With Easter coming up, I was reflecting on last Easter. My worship group had a pot-luck luncheon after the service. I thought I was doing a great thing by baking a cross-shaped cake (I have the pan for it). After the lunch, I noticed that no one had eaten any. I was curious and asked around if anyone knew why nobody touched my cake. The ones that replied said they thought a cross-shaped cake was sacrilegious. I won't be bringing that this year - no need on offending people although I see nothing wrong! Do you think a cross-shaped cake is offensive?


----------



## oldman (Mar 17, 2015)

It's a cake for crying out loud. It is to celebrate an occasion. For us Christians, "He has risen." Sometimes, I think people go overboard with their beliefs. Someone probably mentioned it and it spread through the group. Not everyone could have been thinking the same thing. My Mother made a white or yellow cake w/coconut icing and it too was in the shape of a cross. She had the mold. 

BTW, did I mention that I like cake? I don't care what the shape is supposed to represent, if it is cake, I am eating it.


----------



## Ralphy1 (Mar 17, 2015)

I would have been the Devil's tool if it was chocolate...


----------



## Ameriscot (Mar 17, 2015)

That's ridiculous!


----------



## Raven (Mar 17, 2015)

Yes debodun, I think the congregation over-reacted.
As oldman said, likely one person made a remark and it spread so others were
reluctant to enjoy the cake.  Really silly to me because we have hot cross buns
at Easter and the frosting is put on in the shape of a cross.
Everyone I know enjoys hot cross buns before, during and after Easter.


----------



## SifuPhil (Mar 17, 2015)

And this coming from the same people who figuratively eat His flesh and drink His blood ... I definitely believe they over-reacted.


----------



## QuickSilver (Mar 17, 2015)

I wouldn't bring a cake again... however I personally would be looking for a different Church.  That was just nasty.


----------



## debodun (Mar 17, 2015)

Raven, now that you mention it, I did see hot-cross bund at last Easter's luncheon. They were not eaten, either. Yet I saw people eating chicken stew where an animal had to die to make it. Go figure.


----------



## DoItMyself (Mar 17, 2015)

Peoples' beliefs can make them act/overreact in strange ways.  I have a friend who attends a church where singing is not allowed.  It doesn't make sense to me, but it's his belief and I'll respect that.


----------



## QuickSilver (Mar 17, 2015)

IMO organized religion is like a buffet luncheon..   pick and choose..  Take want suits you and vilify the rest..  lol!!


----------



## ronaldj (Mar 17, 2015)

I might have to agree that was nasty.....maybe its time to move one......that would be the perfect cake for such a dinner....but we have some in our church that might think that way ....do all you do for the Lord and forget what people think...I know itios hard


----------



## rkunsaw (Mar 17, 2015)

I would take devils food cake this year.


----------



## Bullie76 (Mar 17, 2015)

Over reaction for sure. But I have to admit, I have never seen a cross shaped cake. Those kind of cakes might be unsual. But even when I go to church I never stay for lunch functions so perhaps more are out there than I realize.


----------



## QuickSilver (Mar 17, 2015)

Bullie76 said:


> Over reaction for sure. But I have to admit, I have never seen a cross shaped cake. Those kind of cakes might be unsual. But even when I go to church I never stay for lunch functions so perhaps more are out there than I realize.
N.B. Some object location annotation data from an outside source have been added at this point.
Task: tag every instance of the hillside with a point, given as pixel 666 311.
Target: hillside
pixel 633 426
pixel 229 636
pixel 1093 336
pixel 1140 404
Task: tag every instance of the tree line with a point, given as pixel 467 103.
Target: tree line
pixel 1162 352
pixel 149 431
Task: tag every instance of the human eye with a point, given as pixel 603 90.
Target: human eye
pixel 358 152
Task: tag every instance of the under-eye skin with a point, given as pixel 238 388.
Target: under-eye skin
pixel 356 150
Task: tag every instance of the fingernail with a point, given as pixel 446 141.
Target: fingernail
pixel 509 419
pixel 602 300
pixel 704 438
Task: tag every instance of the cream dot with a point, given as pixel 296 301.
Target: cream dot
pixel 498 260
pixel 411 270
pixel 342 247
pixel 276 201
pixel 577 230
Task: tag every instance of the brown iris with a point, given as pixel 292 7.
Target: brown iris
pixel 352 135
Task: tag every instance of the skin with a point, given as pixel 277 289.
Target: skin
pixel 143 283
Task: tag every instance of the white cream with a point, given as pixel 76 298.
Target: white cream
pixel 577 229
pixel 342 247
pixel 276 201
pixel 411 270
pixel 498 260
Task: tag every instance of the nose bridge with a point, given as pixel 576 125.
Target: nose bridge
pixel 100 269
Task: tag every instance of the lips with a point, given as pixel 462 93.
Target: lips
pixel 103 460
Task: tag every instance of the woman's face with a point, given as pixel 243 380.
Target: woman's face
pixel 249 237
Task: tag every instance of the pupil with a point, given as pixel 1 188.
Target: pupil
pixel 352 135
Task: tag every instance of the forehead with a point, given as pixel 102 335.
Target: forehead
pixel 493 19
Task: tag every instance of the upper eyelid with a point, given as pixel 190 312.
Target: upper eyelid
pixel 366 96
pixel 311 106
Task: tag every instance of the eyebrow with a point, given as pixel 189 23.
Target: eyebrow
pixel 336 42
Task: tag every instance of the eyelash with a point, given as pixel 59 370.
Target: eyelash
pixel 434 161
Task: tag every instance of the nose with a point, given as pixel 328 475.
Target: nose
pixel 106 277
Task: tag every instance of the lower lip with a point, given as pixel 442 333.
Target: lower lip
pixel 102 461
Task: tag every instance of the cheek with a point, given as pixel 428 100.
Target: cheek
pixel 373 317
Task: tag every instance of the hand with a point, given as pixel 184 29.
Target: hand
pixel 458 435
Cross shaped cakes are very popular for Christenings of babies... with "God Bless Timmy"  or whatever the baby's name is.  I had them for my two sons' Christening.


----------



## debodun (Mar 17, 2015)

Bullie76 said:


> I have never seen a cross shaped cake. Those kind of cakes might be unsual.



Just Google images - cross cake


----------



## Glinda (Mar 17, 2015)

Don't they have a custom in New Orleans called "King Cake"?  I think a little baby Jesus figurine is baked into the cake and whoever gets the baby Jesus is particularly blessed - or something like that?  Those of you in the know, please clarify if I have this wrong.  Anyway, every Luisianan I've known has loved this custom whether religious or not so I guess it's just a matter of perspective.


----------



## jujube (Mar 17, 2015)

My great-grandmother told me that she had invited the new parson over for dinner and served him devil's food cake for dessert.  She said that some ladies at the church were scandalized about that.  Of course, we're talking the early 1900's.......


----------



## avrp (Mar 17, 2015)

Debodon, I remember another post written by you about this church and how the congregation treated you unkindly.
Maybe time to look for a new church. Something that I have found to be true when looking for church is, there are no perfect ones (as people are not perfect) but there are friendlier ones


----------



## Sunny (Mar 17, 2015)

Want to see a church congregation REALLY overreacting? Watch this, and enjoy. It's always been a big favorite of mine.
https://www.youtube.com/watch?v=K16fG1sDagU


----------



## avrp (Mar 17, 2015)

Sunny said:


> Want to see a church congregation REALLY overreacting? Watch this, and enjoy. It's always been a big favorite of mine.
> https://www.youtube.com/watch?v=K16fG1sDagU



lol..I remember this! It's really funny.


----------



## tnthomas (Mar 17, 2015)

debodun said:


> The ones that replied said they thought a cross-shaped cake was sacrilegious. I won't be bringing that this year - no need on offending people although I see nothing wrong! Do you think a cross-shaped cake is offensive?



Had they not heard the words of Jesus, spoken at the last supper?   Whether it be bread, wine, cake, a cross or...?  it is *symbolism* honoring the sacrifice of Jesus. Jesus knew about symbolism and used it to help believers remember Him:



			
				Jesus- Son of God said:
			
		

> While they were eating, Jesus took some bread, and  after a blessing, He broke it and gave it to the disciples, and said,  *"Take, eat; this is My body."*





> When Jesus walked on earth, He was vibrant, and His body was full of  life and health. He was never sick. But before Jesus went to the cross,  He was badly scourged by the Roman soldiers, and His body was torn as He  hung on the cross.
> At the cross, God also took all our sicknesses and diseases and put  them on Jesus’ originally perfect and healthy body, so that we can walk  in divine health. That is why the Bible says by His stripes, we are  healed (Isaiah 53:5, 1 Peter 2:24).
> In Luke 22:20, Jesus tells us that the cup is the “new covenant in My  blood”, and the apostle Paul tells us that the blood of Jesus brings  forgiveness of sins (Colossians 1:14, Ephesians 1:7).
> *Why Do Believers Partake Of The Holy Communion?*
> ...



Source


----------



## SeaBreeze (Mar 17, 2015)

debodun said:


> With Easter coming up, I was reflecting on last Easter. My worship group had a pot-luck luncheon after the service. I thought I was doing a great thing by baking a cross-shaped cake (I have the pan for it). After the lunch, I noticed that no one had eaten any. I was curious and asked around if anyone knew why nobody touched my cake. The ones that replied said they thought a cross-shaped cake was sacrilegious. I won't be bringing that this year - no need on offending people although I see nothing wrong! Do you think a cross-shaped cake is offensive?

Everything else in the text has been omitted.